Он сам выстрелил из ружья и пистолетов по темным фигурам, которые бросились на развалины. Пардон Фертиг и негр поддерживали его, стреляя из пистолетов и ружей, и эта решительная защита вновь заставила нападавших отступить… Они опять заняли свои прежние места и поддерживали оттуда непрерывный огонь. Некоторые удальцы осторожно подкрались ближе и спрятались в отдаленной части развалин, откуда они, не желая вступать в рукопашный бой, продолжали сражение, так что Роланд был очень обеспокоен: их пули пролетали так близко, что он опасался, как бы какая-нибудь не залетела в их засаду.
Он уже размышлял о том, не лучше ли будет, если он отправит женщин в ближайший безопасный овраг, но вдруг блеснула, как ему показалось, молния. Но то была стрела, пущенная неприятелем; она пронеслась над головой и, пламенея и дрожа, вонзилась в обломки крыши. Все это утвердило Роланда в решении увести женщин в более безопасное место. Одновременно участившаяся стрельба вызывала в нем все большее беспокойство. Ему, правда, нечего было опасаться, что мокрая, пропитанная влагой крыша загорится; но тем не менее, каждая стрела, пока она горела, служила врагам факелом, который скоро должен был выдать им беспомощных, слабых путешественников.
Преисполненный этими заботами, он отвел женщин в овраг, спрятал их там между скалами и кустарником и вернулся в развалины, хотя безо всякой надежды, но с твердым намерением защищать свою жизнь до последней возможности.

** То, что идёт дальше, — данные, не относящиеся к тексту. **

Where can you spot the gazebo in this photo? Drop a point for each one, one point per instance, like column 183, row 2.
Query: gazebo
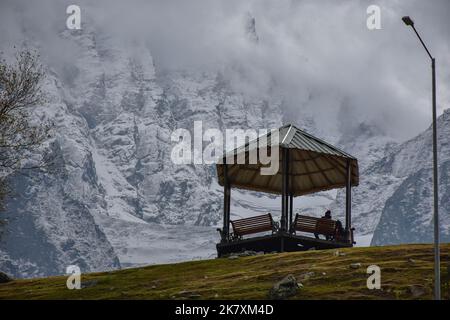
column 307, row 165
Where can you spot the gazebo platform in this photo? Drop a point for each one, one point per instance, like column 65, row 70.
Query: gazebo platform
column 278, row 242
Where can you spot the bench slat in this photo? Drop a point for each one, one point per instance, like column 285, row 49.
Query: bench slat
column 253, row 224
column 322, row 226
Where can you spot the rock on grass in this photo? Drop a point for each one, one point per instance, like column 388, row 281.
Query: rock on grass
column 285, row 288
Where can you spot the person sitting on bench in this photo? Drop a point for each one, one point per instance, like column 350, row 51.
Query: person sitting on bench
column 326, row 216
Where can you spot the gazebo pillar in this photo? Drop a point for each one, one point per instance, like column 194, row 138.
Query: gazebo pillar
column 291, row 206
column 348, row 201
column 226, row 204
column 285, row 187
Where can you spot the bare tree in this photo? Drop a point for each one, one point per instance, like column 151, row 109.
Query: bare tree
column 21, row 136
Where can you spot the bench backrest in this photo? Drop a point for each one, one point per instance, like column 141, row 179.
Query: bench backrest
column 253, row 224
column 315, row 225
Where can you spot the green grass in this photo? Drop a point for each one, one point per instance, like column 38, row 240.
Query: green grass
column 252, row 277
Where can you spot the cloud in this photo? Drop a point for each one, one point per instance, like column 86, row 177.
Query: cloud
column 317, row 56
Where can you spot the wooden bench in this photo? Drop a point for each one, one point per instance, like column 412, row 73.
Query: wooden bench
column 326, row 227
column 252, row 225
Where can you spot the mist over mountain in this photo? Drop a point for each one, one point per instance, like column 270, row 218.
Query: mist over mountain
column 134, row 73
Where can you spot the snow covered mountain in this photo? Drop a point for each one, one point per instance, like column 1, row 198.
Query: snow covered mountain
column 407, row 215
column 393, row 203
column 114, row 115
column 115, row 199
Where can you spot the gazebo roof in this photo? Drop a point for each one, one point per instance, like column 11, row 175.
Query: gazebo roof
column 314, row 165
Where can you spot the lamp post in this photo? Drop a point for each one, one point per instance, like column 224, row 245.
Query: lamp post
column 437, row 273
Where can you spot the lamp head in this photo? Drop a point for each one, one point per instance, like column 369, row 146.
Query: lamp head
column 408, row 21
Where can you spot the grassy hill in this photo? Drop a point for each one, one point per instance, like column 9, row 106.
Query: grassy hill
column 406, row 273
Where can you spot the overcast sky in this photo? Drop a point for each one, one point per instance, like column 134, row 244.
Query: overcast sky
column 315, row 54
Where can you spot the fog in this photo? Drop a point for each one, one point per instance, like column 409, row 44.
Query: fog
column 315, row 55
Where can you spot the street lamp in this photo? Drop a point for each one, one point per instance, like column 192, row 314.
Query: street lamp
column 437, row 273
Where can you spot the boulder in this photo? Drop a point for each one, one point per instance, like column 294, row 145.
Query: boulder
column 285, row 288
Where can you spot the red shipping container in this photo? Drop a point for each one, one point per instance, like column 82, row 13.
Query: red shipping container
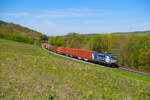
column 61, row 50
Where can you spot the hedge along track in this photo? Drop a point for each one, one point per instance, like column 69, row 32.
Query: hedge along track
column 120, row 68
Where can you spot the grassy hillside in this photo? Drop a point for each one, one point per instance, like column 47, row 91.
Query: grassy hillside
column 29, row 73
column 7, row 30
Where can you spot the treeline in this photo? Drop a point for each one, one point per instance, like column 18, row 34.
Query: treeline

Огненные стрелы все еще летели на крышу, но так как они, вследствие сырости крыши, не достигали своей цели, то индейцы вскоре прекратили свои попытки. Казалось, лучшим союзником их хотел стать месяц, который взошел над лесом и время от времени бросал слабый луч сквозь тучи. Он светил достаточно ярко, чтобы проникнуть сквозь черный мрак, который до сих пор служил единственной защитой Роланду и его спутникам. Роланд хорошо понимал это. Тем не менее, он сохранял внешнее спокойствие, хотя душа его была преисполнена тревожного ожидания. Все его мужество, бдительность, решимость не могли отнять у противника того преимущества, которое он получил, окружив развалины снаружи. Пять или шесть воинов поддерживали отсюда непрерывный огонь, направленный на хижину, из которой, к счастью, были уведены женщины.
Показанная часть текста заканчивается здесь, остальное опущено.